Laparoscopic nephrectomy/pyeloplasty

The goal of laparoscopy is to minimize patient morbidity while maintaining successful outcomes. The use of laparoscopy in urology has grown significantly over the past 30 years. Its use has been slower to gain acceptance in pediatrics than in the adult population. Laparoscopic orchidopexies and nephrectomies are commonly performed and have become widely accepted as alternatives to open surgery, if not the gold standard.

The more technically demanding procedures, such as laparoscopic pyeloplasty, laparoscopic-assisted bladder reconstruction, and laparoscopic ureteral reimplantation, tend to be performed at selected centers and have yet to achieve widespread acceptance. As laparoscopy is applied more widely in pediatric urology, its potential benefits and drawbacks will be clarified.

Keywords: Laparoscopy, Pediatric, Orchidopexy, Nephrectomy, Pyeloplasty

  1. Pediatric endourology is a changing and evolving field. The optimal use of minimally invasive surgery is being explored in both adult and pediatric urology. Laparoscopy began as a diagnostic tool and now serves as a method for intricate intervention. Initially, the utility of laparoscopy was hampered by bulky equipment and limited tools. Today, technological advances have provided excellent optics and fine dissecting instruments.

    The benefits of laparoscopic interventions have been well defined in adults, with shorter hospitalizations and quicker returns to normal activity. Although these advantages are less obvious in the pediatric population, minimally invasive techniques are becoming increasingly important. Cosmetic advantages are more important in children than in adults, and in some cases might represent a prime indication for minimally invasive surgery.

  2. This article reviews current indications, techniques, and outcomes for commonly used pediatric laparoscopic procedures. These include laparoscopic orchidopexy, laparoscopic total and partial nephrectomy, laparoscopic pyeloplasty, laparoscopic-assisted bladder reconstruction, and laparoscopic urinary antireflux surgery.

  3. The incidence of undescended testis is 30% in premature infants and 3% in term infants. Twenty percent of undescended testes are nonpalpable.1 Debate continues on the best way to explore a nonpalpable testis, but laparoscopy might be the gold standard for diagnostic and therapeutic purposes.

  4. It is important to perform a thorough physical examination with the patient under anesthesia before committing to laparoscopy. Eighteen percent of nonpalpable testes will become palpable when reexamined.2 In these cases, an inguinal approach is adequate, and laparoscopy is only occasionally indicated.2 However, for the nonpalpable testis, laparoscopy gives a thorough view of the testis relative to other intra-abdominal structures. In addition, it gives a magnified view of vascular supply during dissection. It might also alter the operative approach chosen.

  5. The camera port is placed through an intraumbilical incision. We prefer to place a radially dilating trocar with an open technique. An alternative is to use a 2-mm port with an in situ Veress needle introducer. In a large retrospective series, the complication rate of open access was 1.2% to 3.8%, compared with 2.6% to 7.8% for the Veress needle technique. For both techniques, the rate is related to operator experience.

  6. If the testis is intra-abdominal, it can be anywhere between the internal ring and the ipsilateral kidney. Once the testis is found, the size and distance from the internal ring are assessed. One important decision is whether a primary orchidopexy or a staged Fowler-Stephens orchidopexy will be performed. Reports have suggested that if the distance between the testis and the ipsilateral internal ring is greater than 2 cm, then clipping the vessels in preparation for a Fowler-Stephens orchidopexy is recommended.

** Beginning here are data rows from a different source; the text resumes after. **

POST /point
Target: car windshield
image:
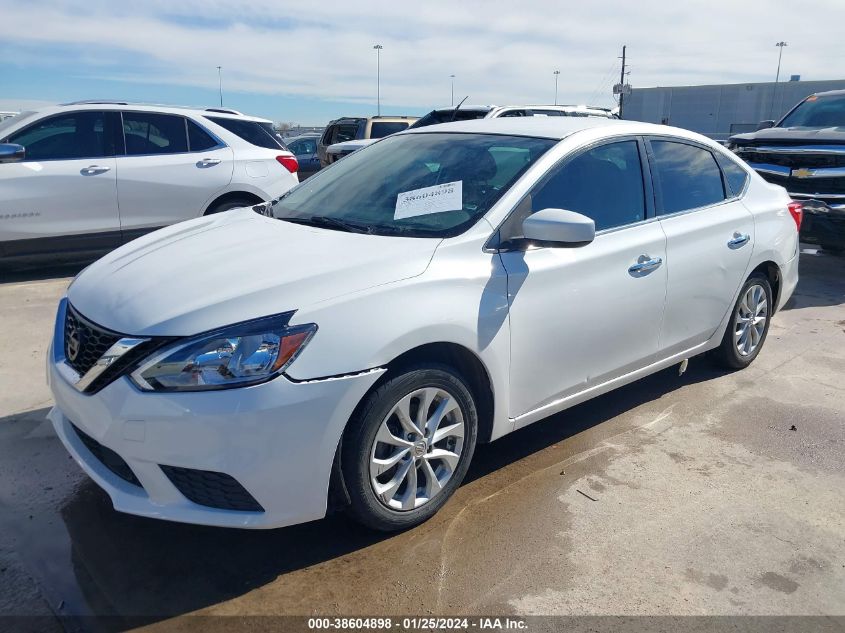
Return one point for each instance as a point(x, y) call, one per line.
point(418, 185)
point(817, 111)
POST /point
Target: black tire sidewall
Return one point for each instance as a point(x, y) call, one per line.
point(729, 352)
point(361, 432)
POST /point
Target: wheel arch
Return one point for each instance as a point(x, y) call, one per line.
point(772, 272)
point(454, 355)
point(250, 197)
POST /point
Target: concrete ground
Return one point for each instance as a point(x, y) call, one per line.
point(708, 493)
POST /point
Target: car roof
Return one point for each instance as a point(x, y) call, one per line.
point(466, 108)
point(830, 93)
point(222, 113)
point(557, 128)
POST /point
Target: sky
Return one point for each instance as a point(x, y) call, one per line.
point(309, 62)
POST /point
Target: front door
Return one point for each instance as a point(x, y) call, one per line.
point(584, 315)
point(62, 197)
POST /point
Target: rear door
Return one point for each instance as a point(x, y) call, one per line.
point(710, 236)
point(172, 167)
point(62, 197)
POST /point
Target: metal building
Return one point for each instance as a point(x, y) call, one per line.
point(721, 110)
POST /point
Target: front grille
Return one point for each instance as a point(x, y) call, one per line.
point(85, 342)
point(819, 187)
point(794, 161)
point(108, 457)
point(210, 489)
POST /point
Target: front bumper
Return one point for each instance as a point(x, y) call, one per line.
point(277, 440)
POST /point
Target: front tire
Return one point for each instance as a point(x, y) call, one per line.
point(408, 447)
point(749, 324)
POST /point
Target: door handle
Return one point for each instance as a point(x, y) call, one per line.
point(738, 240)
point(645, 264)
point(93, 170)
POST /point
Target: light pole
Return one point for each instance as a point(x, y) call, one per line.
point(220, 83)
point(378, 48)
point(557, 74)
point(780, 46)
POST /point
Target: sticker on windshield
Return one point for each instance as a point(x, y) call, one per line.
point(436, 199)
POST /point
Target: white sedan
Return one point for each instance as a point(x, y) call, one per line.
point(438, 289)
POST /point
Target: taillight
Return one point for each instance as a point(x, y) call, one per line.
point(796, 210)
point(289, 162)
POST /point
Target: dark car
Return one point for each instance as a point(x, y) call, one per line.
point(805, 153)
point(305, 149)
point(359, 128)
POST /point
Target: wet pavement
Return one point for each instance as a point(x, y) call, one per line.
point(707, 493)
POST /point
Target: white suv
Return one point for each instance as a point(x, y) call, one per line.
point(93, 175)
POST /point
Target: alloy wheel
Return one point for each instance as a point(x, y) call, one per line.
point(751, 316)
point(417, 448)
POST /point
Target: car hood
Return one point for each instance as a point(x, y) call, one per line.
point(790, 135)
point(223, 269)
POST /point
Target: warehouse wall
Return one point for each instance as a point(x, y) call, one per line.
point(720, 110)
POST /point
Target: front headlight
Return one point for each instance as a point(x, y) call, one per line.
point(236, 356)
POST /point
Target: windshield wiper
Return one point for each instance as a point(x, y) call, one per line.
point(329, 222)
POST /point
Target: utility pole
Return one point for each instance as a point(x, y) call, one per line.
point(557, 74)
point(780, 46)
point(622, 83)
point(378, 48)
point(220, 83)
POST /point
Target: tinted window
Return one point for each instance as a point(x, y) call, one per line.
point(734, 174)
point(344, 132)
point(604, 183)
point(198, 139)
point(67, 136)
point(380, 129)
point(253, 132)
point(687, 176)
point(148, 133)
point(817, 111)
point(421, 185)
point(303, 147)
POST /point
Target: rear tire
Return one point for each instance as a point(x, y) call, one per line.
point(749, 324)
point(408, 447)
point(227, 205)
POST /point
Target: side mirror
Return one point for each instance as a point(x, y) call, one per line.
point(11, 153)
point(558, 227)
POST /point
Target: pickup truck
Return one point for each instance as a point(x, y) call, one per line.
point(805, 153)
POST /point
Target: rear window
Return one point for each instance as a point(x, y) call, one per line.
point(380, 129)
point(253, 132)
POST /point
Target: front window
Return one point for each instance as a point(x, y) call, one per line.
point(817, 111)
point(419, 185)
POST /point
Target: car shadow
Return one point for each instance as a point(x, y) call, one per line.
point(133, 570)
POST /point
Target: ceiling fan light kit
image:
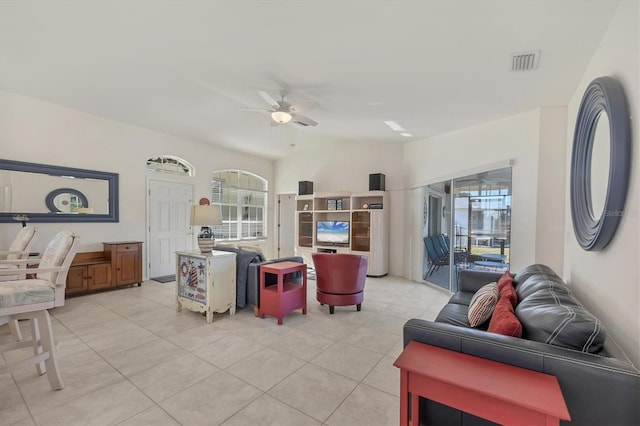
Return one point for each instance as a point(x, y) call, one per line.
point(282, 112)
point(281, 117)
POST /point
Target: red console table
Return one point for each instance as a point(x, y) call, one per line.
point(492, 390)
point(278, 300)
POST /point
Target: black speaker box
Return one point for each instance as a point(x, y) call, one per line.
point(305, 187)
point(376, 182)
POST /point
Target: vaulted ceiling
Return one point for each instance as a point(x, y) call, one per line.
point(188, 68)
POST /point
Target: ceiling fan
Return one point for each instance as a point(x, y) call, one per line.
point(283, 112)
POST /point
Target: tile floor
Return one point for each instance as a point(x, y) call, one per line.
point(129, 358)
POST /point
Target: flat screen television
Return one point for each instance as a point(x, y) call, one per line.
point(332, 232)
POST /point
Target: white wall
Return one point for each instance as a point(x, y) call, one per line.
point(41, 132)
point(550, 225)
point(345, 166)
point(607, 282)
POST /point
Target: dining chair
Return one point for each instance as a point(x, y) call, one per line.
point(30, 299)
point(20, 248)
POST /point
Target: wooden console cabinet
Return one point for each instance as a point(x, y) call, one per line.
point(368, 216)
point(126, 262)
point(119, 264)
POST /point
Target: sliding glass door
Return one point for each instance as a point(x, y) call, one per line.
point(467, 226)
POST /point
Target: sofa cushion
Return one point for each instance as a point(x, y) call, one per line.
point(552, 315)
point(482, 304)
point(506, 280)
point(455, 314)
point(462, 298)
point(503, 320)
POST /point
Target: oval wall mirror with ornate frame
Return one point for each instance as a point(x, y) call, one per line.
point(603, 111)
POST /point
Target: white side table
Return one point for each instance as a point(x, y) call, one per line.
point(206, 282)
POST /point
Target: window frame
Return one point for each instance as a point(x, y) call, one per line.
point(241, 216)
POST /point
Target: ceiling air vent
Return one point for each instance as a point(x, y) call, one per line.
point(526, 61)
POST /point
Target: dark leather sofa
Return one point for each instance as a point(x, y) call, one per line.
point(600, 386)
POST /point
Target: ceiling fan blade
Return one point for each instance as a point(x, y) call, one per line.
point(303, 121)
point(304, 106)
point(269, 99)
point(255, 109)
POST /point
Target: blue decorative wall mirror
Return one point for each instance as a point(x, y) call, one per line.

  7. When orchidopexy is performed laparoscopically, 3 ports are placed: 1 in the umbilicus and 2 just below the umbilicus along the anterior axillary line (Figure 1). To mobilize the testis, a peritoneal incision is made lateral to the spermatic vessels and toward the internal ring. The peritoneum between the vas deferens and the spermatic vessels is spared. This preserves the collateral blood supply in case the spermatic vessels either spasm or need to be divided to obtain additional length. If needed, the testicular vessels can be dissected proximal to the level of the great vessels.